I lean against the wall and grip my helmet and rifle. I hold them as tight as I can, but I cannot take another step, the staircase fades before my eyes, I support myself with the butt of my rifle against my feet and clench my teeth fiercely, but I cannot speak a word, my sister's call has made me powerless, I can do nothing, I struggle to make myself laugh, to speak, but no word comes, and so I stand on the steps, miserable, helpless, paralysed, and against my will the tears run down my cheeks.

My sister comes back and says: "Why, what is the matter?"

Then I pull myself together and stagger on to the landing. I lean my rifle in a corner, I set my pack against the wall, place my helmet on it and fling down my equipment and baggage. Then I say fiercely: "Bring me a handkerchief."

She gives me one from the cupboard and I dry my face. Above me on the wall hangs the glass case with the coloured butterflies that once I collected.

Now I hear my mother's voice. It comes from the bedroom.

"Is she in bed?" I ask my sister.

"She is ill---" she replies.

I go into her, give her my hand and say as calmly as I can: "Here I am, Mother."

She lies still in the dim light. Then she asks anxiously:

"Are you wounded?" and I feel her searching glance.

"No, I have got leave."

My mother is very pale. I am afraid to make a light.

"Here I lie now," says she, "and cry instead of being glad."

"Are you sick, Mother?" I ask.

"I am going to get up a little to-day," she says and turns to my sister, who is continually running to the kitchen to watch that the food does not burn: "And put out that jar of preserved whortleberries -you like that, don't you?" she asks me.

"Yes, Mother, I haven't had any for a long time."

"We might almost have known you were coming," laughs my sister, "there is just your favourite dish, potato-cakes, and even whortleberries to go with them too."

"And it is Saturday," I add.

"Sit here beside me," says my mother.

She looks at me. Her hands are white and sickly and frail compared with mine. We say very little and I am thankful that she asks nothing. What ought I to say? Everything I could have wished for has happened. I have come out of it safely and sit here beside her. And in the kitchen stands my sister preparing supper and singing.

"Dear boy," says my mother softly.

We were never very demonstrative in our family; poor folk who toil and are full of cares are not so. It is not their way to protest what they already know. When my mother says to me "dear boy," it means much more than when another uses it. I know well enough that the jar of whortleberries is the only one they have had for months, and that she has kept it for me; and the somewhat stale cakes that she gives me too. She must have got them cheap some time and put them all by for me.
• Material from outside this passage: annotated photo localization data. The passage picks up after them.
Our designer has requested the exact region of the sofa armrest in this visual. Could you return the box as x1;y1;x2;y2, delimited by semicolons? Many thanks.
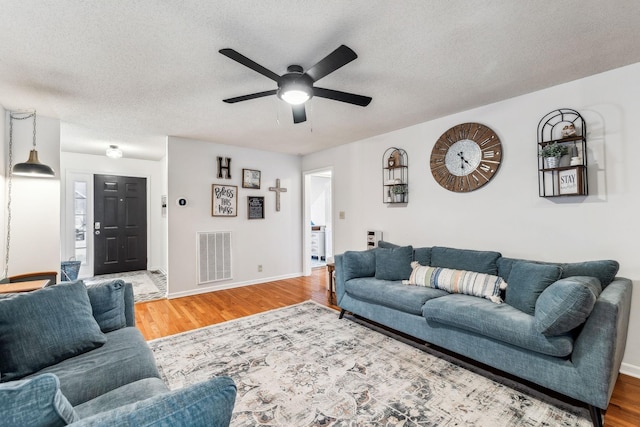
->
571;277;632;408
335;254;346;304
71;376;237;427
123;282;135;327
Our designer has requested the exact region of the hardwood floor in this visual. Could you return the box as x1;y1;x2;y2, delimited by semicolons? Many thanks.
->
135;268;640;427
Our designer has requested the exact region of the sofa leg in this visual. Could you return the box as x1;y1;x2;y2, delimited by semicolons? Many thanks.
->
588;405;603;427
339;309;346;319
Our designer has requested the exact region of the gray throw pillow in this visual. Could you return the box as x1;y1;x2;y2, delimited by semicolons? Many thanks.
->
375;245;413;281
0;373;79;426
0;281;107;382
86;280;127;332
505;261;563;315
342;250;377;281
535;276;601;335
I sit by her bed, and through the window the chestnut trees in the beer garden opposite glow in brown and gold. I breathe deeply and say over to myself:-"You are at home, you are at home." But a sense of strangeness will not leave me, I cannot feel at home amongst these things. There is my mother, there is my sister, there my case of butterflies, and there the mahogany piano-but I am not myself there. There is a distance, a veil between us.

I go and fetch my pack to the bedside and turn out the things I have brought-a whole Edamer cheese, that Kat provided me with, two loaves of army bread, three-quarters of a pound of butter, two tins of livered sausage, a pound of dripping and a little bag of rice.

"I suppose you can make some use of that---"

They nod.

"Is it pretty bad for food here?" I enquire.

"Yes, there's not much. Do you get enough out there?"

I smile and point to the things I have brought. "Not always quite as much as that, of course, but we fare reasonably well."

Erna takes away the food. Suddenly my mother seizes hold of my hand and asks falteringly: "Was it very bad out there, Paul?"

Mother, what should I answer to that! You would not understand, you could never realize it. And you never shall realize it. Was it bad, you ask.-You, Mother,-I shake my head and say: "No, Mother, not so very. There are always a lot of us together so it isn't so bad."

"Yes, but Heinrich Bredemeyer was here just lately and said it was terrible out there now, with the gas and all the rest of it."